Ballet de l’Opéra de Paris: que retenir du premier gala digital ?
Attendu et maintes fois repoussé, pour cause de crise sanitaire mondiale et de fermeture des théâtres, le gala du Ballet de l’Opéra de Paris, organisé annuellement par l’AROP (Association pour le Rayonnement de l’Opéra de Paris) se tenait hier soir, pour la première fois dans sa version digitale.
Par Delphine Roche.
Les spectacles filmés et filés sur scène, s’inscrivaient à partir de 20 heures sur les écrans connectés des invités. Tout était là, ou presque : les partenaires, Chanel et Rolex ; l’allocution des charismatiques Alexander Neef, nouveau directeur de l’Opéra de Paris, et Aurélie Dupont, qui dirige depuis cinq ans son ballet ; l’orchestre extraordinaire, les splendides danseurs, et le superbe théâtre à l’italienne qui manque tant aux fidèles du Palais Garnier.
Dans un contexte où rien ne saurait être “comme avant” et où l’on glose sans fin en essayant de deviner les contours du “monde d’après”, l’Opéra de Paris se trouve également au cœur d’un débat qui a trait à sa représentation de la diversité. Alors que plusieurs membres de l’institution, parmi lesquels quelques danseurs, ont lancé un manifeste soulevant plusieurs points précis quant à cette problématique, et qu’un rapport doit être rendu à ce sujet par l’historien Pap N’Diaye… une polémique a enflé sur la supposée intention de supprimer certaines œuvres phares du répertoire (La Bayadère, Le Lac des Cygnes, Casse-Noisettes), agitant le spectre effrayant de la cancel culture américaine comme un chiffon rouge. Certains y voyaient même un début d’assaut contre la tradition et le classicisme, qui font partie de l’ADN du Ballet de l’Opéra de Paris, au même titre d’ailleurs que les créations des chorégraphes contemporains qui viennent chaque année collaborer avec l’institution.
Le gala proposé hier soir sonnait alors, lui-même, comme un manifeste. Au plaisir de retrouver ses danseurs, le programme de la soirée ajoutait un concentré de l’identité historique du ballet. Après le défilé de l’école de danse, toujours aussi émouvant, malgré les masques qui recouvraient en partie les visages, prenait place le Grand Pas classique créé par Victor Gsovsky en 1949 pour Yvette Chauviré, une danseuse qui a marqué l’histoire du ballet de l’Opéra de Paris. Entrée au répertoire dès 1964, la pièce, volontairement pensée par son auteur comme un moment de pur classicisme, fait la part belle à l’élégance des lignes caractéristique de l’école française. Hier soir, sa mise en scène épurée, et les très beaux costumes bleu nuit réalisés par la maison Chanel, brodés dans les ateliers de la Maison Lesage, sublimaient avec une justesse parfaitement contemporaine les danseurs Hugo Marchand et Valentine Colasante.

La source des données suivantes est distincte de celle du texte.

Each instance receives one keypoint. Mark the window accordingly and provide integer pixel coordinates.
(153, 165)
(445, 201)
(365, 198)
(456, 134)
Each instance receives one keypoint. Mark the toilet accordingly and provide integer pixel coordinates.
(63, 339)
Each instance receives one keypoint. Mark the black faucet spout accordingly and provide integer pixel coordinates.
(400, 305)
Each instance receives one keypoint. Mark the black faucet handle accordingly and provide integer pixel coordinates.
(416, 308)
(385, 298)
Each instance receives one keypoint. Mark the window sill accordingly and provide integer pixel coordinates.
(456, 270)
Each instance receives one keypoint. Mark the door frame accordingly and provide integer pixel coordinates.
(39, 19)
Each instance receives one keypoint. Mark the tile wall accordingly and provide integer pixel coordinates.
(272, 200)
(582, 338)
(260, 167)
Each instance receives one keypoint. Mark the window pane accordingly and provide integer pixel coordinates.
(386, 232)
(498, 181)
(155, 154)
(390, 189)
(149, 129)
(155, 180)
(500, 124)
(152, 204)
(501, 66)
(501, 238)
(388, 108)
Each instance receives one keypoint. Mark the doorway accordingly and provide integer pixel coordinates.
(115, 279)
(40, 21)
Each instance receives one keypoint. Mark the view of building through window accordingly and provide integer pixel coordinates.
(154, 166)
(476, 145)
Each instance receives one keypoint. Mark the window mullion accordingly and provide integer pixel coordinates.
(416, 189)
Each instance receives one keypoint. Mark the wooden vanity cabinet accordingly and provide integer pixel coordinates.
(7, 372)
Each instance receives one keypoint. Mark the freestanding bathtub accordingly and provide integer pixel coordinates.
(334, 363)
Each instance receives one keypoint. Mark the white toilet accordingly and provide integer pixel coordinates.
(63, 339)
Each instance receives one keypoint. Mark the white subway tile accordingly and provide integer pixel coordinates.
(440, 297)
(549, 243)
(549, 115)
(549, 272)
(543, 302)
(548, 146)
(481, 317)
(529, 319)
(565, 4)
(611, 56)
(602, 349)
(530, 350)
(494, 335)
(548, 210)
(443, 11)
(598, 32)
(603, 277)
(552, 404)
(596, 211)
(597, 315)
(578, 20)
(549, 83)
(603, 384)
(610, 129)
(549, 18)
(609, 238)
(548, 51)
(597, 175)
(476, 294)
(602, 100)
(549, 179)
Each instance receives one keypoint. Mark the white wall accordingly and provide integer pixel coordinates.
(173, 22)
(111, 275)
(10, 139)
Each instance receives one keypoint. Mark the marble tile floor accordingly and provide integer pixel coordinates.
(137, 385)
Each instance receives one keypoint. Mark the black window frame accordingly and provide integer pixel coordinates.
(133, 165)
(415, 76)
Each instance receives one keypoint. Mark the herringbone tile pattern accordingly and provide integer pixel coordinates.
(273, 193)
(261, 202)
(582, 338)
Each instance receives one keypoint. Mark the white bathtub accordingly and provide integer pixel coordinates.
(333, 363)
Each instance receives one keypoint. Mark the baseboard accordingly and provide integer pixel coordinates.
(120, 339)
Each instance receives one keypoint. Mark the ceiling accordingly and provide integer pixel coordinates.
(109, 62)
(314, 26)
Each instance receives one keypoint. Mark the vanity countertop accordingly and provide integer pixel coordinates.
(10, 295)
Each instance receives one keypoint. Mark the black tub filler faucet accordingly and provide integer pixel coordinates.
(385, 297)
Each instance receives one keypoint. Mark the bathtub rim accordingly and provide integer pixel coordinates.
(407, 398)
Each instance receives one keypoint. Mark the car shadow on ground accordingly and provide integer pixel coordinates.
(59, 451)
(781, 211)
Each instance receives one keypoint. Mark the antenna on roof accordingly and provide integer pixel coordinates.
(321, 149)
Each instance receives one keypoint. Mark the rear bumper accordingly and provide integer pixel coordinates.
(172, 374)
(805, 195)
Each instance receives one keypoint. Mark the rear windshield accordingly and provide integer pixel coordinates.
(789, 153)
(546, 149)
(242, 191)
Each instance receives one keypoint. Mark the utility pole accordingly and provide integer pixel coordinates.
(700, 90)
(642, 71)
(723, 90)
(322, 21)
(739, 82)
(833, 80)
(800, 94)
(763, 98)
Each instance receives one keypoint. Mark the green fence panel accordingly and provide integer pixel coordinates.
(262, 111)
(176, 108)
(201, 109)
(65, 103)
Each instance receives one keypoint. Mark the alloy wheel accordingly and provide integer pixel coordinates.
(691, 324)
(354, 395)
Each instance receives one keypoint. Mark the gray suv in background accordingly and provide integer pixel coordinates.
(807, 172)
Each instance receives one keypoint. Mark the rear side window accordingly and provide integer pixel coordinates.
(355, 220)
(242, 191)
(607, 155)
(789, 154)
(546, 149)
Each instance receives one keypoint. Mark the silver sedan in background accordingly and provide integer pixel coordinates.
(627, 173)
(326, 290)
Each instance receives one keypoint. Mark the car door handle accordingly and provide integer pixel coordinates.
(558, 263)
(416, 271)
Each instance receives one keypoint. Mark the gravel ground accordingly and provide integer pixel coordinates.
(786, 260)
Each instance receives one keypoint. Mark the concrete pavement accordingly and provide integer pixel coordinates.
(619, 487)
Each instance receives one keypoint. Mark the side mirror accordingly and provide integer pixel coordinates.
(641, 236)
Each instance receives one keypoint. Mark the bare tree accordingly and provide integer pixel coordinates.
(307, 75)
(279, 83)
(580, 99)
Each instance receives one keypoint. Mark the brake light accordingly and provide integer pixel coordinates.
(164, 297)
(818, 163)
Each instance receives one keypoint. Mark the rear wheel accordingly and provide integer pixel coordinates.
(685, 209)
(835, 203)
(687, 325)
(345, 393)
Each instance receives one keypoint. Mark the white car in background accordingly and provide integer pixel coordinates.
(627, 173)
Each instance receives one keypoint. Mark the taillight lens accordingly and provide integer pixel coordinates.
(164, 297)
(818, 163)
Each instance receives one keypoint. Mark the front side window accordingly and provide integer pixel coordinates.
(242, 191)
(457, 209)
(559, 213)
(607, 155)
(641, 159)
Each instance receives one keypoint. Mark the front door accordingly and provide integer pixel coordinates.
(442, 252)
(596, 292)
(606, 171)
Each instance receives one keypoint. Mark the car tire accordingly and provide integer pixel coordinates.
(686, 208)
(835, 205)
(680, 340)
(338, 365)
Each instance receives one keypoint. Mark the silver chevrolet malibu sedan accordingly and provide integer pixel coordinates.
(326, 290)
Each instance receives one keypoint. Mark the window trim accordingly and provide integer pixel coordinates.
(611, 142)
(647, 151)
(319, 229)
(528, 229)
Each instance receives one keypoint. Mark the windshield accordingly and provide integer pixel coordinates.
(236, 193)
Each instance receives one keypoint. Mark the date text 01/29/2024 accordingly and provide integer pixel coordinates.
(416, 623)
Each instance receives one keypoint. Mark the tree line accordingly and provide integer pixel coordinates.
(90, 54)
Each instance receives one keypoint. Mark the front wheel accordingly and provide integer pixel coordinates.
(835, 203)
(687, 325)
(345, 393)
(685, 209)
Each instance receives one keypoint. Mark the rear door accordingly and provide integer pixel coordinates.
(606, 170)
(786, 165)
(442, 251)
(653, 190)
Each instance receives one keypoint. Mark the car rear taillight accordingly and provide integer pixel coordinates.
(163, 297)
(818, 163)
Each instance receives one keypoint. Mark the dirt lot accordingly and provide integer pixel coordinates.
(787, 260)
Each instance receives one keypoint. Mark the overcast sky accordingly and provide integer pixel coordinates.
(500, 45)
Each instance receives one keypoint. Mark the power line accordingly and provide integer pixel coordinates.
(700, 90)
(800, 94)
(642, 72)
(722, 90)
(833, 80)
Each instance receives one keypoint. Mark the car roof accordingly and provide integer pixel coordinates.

In the Night, de Jerome Robbins, faisait ensuite virevolter trois couples, Ludmila Pagliero avec Mathieu Ganio, Léonore Baulac avec Germain Louvet, et Alice Renavand avec Stéphane Bullion. Jerome Robbins était étroitement associé au New York City Ballet qu’il a dirigé, après y avoir été engagé en tant que danseur par le Russe George Balanchine. S’il a inventé la danse néoclassique américaine, virtuose et éminemment musicale (il a d’ailleurs contribué à de nombreux musicals), le chorégraphe considérait l’Opéra de Paris comme son second foyer. Il s’y est d’ailleurs installé, de 1974 à 1996, pour superviser l’entrée au répertoire de plusieurs de ses ballets. Sur la musique de Frédéric Chopin, In the night déploie un lyrisme romantique qui laisse toute latitude aux danseurs pour développer leur propre expression. La grâce absolue de Germain Louvet et Léonore Baulac, l’intensité dramatique d’Alice Renavand et Stéphane Bullion, avaient de quoi laisser pantois le spectateur privé de ballets depuis maintenant trop longtemps.
Point d’orgue de la soirée, The Vertiginous Thrill of Exactitude de William Forsythe, lui aussi un “ami de la maison” – nombre de ses pièces figurent au répertoire de l’Opéra, dont il fut un chorégraphe associé. Hommage à la virtuosité codifiée du vocabulaire classique, The Vertiginous Thrill of Exactitude en propose une relecture à la fois respectueuse et jouissive, citant plusieurs styles historiques qu’il s’approprie. Dans la virtuosité, la technique et l’art postmoderne de la citation, Forsythe cherche le point de quasi-déséquilibre qui renouvelle et revitalise radicalement la tradition classique. Un propos qui peut être envisagé comme un antidote à tous les dogmes qui cherchent à figer le mouvement libre, riche et complexe, de l’art en lui-même et face à son époque.